Tamsin looked at him strangely. “I see. You arranged this? Or a little bird told you?”

“I have my sources.”

“Oh ho,” she said. “Behold the grand seer.”

“Hey!” Suneil waved at them from the cart. “We go this way.”

They passed through high stone walls into a teeming caravansary. Here were soldiers–plenty of them–inspecting the cargoes of incoming wagons. While they went through Suneil’s possessions–with Tamsin squawking protests–Jordan took a look around. The place was just a broad quadrangle of pulverized straw with a few water troughs and sheds. It reeked of manure and wood smoke. All the visitors to the city who had no inn or friend to visit were crammed in here. They squabbled over cart space, water and offal buckets. It was wonderful chaos.

The queen had mentioned Rhiene in her story last night. Her tale had not enlightened him much as to the nature of the Winds. There was something to it, though, as of a mystery whose solution hung just out of reach. He had thought about it a lot, and was sure Armiger felt that sense of near-knowledge too; unless the general had already seen the answer Jordan himself could not.

He thought about this as he helped Suneil get the wagon slotted into a narrow space near one wall. Jordan went to find water and feed for the horses, and when he returned Suneil had changed into fine silk clothes.
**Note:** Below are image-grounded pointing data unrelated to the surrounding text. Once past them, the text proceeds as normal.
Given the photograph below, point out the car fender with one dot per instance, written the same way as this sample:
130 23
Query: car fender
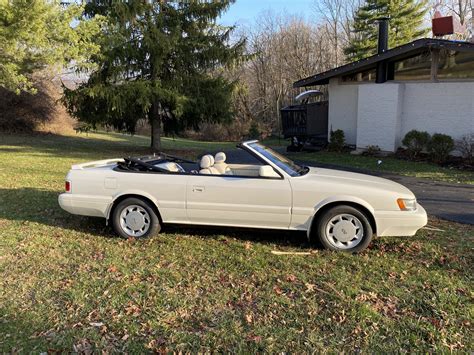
132 192
340 199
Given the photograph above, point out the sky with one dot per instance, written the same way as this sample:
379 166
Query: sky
246 12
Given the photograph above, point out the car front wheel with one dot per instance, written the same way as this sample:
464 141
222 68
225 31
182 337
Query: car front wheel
344 228
135 218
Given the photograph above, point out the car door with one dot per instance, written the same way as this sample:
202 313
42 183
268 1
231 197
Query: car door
238 201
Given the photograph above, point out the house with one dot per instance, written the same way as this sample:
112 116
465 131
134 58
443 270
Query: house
427 85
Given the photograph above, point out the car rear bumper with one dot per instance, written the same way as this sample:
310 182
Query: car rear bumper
85 205
400 223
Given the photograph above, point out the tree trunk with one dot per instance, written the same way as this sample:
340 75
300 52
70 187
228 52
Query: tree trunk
155 121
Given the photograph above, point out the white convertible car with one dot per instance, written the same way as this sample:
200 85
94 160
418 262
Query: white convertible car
343 210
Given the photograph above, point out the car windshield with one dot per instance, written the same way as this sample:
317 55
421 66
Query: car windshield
289 166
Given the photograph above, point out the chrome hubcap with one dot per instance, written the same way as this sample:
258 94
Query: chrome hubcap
135 221
345 231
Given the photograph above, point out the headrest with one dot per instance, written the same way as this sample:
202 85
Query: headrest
171 166
220 158
206 162
212 158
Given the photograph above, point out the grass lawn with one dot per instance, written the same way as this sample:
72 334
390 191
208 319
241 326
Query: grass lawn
67 284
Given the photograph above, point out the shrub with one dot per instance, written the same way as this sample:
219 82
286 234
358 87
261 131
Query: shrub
465 146
415 141
371 150
440 146
337 141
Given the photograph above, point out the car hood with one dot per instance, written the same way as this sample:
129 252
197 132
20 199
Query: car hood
362 181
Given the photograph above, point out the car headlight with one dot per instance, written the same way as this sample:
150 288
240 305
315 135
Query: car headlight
407 204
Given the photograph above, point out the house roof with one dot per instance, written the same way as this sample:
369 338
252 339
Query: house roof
400 52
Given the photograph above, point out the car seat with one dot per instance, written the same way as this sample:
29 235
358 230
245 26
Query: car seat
221 165
206 164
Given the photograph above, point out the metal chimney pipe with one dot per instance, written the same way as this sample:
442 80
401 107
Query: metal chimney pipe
382 47
383 35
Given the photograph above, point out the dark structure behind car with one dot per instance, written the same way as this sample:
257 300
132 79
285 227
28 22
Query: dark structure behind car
306 124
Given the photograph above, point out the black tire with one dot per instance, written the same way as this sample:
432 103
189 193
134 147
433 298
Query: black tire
153 227
342 214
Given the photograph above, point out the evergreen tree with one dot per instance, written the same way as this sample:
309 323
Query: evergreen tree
35 34
160 61
406 25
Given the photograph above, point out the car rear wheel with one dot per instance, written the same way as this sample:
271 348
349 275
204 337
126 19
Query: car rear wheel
344 228
135 218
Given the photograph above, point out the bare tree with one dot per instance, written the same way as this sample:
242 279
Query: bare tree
282 50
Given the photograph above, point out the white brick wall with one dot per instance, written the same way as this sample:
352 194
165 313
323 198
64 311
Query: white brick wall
381 114
343 109
439 108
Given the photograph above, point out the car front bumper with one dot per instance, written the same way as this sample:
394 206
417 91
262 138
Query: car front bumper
400 223
85 205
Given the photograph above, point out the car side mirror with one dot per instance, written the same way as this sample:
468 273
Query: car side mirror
267 171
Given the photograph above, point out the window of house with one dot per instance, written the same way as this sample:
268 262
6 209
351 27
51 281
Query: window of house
455 65
365 76
414 68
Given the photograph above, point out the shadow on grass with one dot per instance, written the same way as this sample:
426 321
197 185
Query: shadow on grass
41 206
79 146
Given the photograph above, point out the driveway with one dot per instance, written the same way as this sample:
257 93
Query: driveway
454 202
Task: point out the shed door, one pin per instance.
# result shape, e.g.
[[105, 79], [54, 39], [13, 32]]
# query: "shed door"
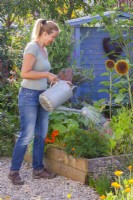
[[92, 55]]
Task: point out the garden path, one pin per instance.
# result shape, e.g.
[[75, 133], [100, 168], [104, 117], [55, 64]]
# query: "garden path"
[[43, 189]]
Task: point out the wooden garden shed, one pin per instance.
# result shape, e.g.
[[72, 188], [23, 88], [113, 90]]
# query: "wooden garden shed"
[[88, 52]]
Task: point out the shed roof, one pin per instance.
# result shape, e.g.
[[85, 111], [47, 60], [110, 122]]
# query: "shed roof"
[[87, 19]]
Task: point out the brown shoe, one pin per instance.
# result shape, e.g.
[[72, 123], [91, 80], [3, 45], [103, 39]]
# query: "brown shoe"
[[43, 173], [15, 178]]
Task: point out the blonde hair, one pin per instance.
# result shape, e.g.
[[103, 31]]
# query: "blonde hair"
[[41, 26]]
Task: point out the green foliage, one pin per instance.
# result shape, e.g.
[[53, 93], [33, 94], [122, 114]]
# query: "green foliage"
[[64, 122], [86, 143], [123, 189], [101, 184], [72, 137], [121, 140]]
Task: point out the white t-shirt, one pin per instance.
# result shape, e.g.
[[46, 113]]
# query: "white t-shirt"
[[41, 65]]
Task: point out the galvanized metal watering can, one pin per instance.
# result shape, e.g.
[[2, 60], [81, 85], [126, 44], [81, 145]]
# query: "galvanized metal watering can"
[[56, 95]]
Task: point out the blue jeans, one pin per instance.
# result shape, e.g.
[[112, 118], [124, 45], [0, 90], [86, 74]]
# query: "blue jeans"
[[34, 126]]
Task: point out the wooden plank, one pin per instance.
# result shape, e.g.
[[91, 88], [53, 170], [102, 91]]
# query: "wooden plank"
[[62, 157], [65, 170]]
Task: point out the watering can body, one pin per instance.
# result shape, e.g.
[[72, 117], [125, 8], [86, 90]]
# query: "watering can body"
[[56, 95]]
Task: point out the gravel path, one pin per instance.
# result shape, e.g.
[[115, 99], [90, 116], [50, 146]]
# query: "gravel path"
[[42, 189]]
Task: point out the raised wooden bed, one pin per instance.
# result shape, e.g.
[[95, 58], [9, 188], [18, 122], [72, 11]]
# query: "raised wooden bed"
[[79, 169]]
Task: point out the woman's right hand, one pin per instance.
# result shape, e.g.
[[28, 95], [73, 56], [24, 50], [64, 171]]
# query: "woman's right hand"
[[52, 78]]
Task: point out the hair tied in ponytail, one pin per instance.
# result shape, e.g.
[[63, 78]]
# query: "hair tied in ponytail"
[[44, 22]]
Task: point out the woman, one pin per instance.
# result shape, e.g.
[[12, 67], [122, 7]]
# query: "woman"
[[33, 118]]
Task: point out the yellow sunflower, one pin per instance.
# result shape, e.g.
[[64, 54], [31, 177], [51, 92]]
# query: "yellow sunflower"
[[122, 67], [110, 64]]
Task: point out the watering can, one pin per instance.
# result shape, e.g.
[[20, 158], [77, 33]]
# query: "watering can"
[[56, 95]]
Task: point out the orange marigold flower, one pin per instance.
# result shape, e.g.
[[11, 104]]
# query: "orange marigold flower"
[[52, 140], [110, 64], [127, 190], [118, 173], [46, 140], [129, 167], [115, 184], [102, 197], [122, 67], [55, 133]]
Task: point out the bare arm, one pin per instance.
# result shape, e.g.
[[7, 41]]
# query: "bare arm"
[[27, 71]]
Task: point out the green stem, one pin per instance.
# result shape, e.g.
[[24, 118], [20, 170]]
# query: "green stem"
[[110, 94], [129, 91]]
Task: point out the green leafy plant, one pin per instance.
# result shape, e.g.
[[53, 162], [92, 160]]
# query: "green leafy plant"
[[121, 139], [101, 184], [86, 143], [123, 187]]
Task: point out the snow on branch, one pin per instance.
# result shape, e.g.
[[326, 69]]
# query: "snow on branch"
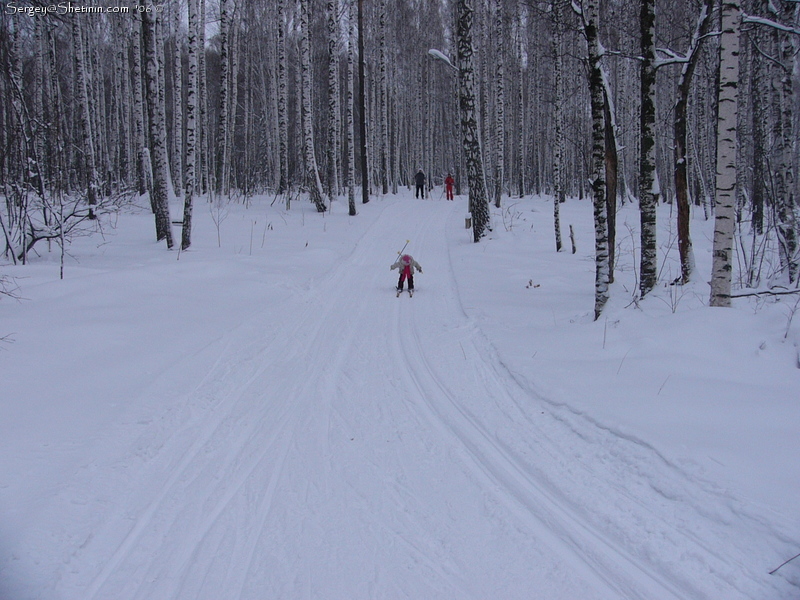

“I’m going to visit my people,” he said. “Are you leaving us here, young man?”

Jordan shrugged. “With your permission I’ll stay the night and make a fresh start in the morning.”

“Good. You see to my niece. I’ll be back before dark.”

“Can we see the city?” asked Tamsin.

“If you’d like. Just don’t get lost.”

He left with a spring in his step. Jordan turned to Tamsin.

“How’s your ankle?”


“Up for some walking?”

She held out her hand, smiling. “Lead on, sir.”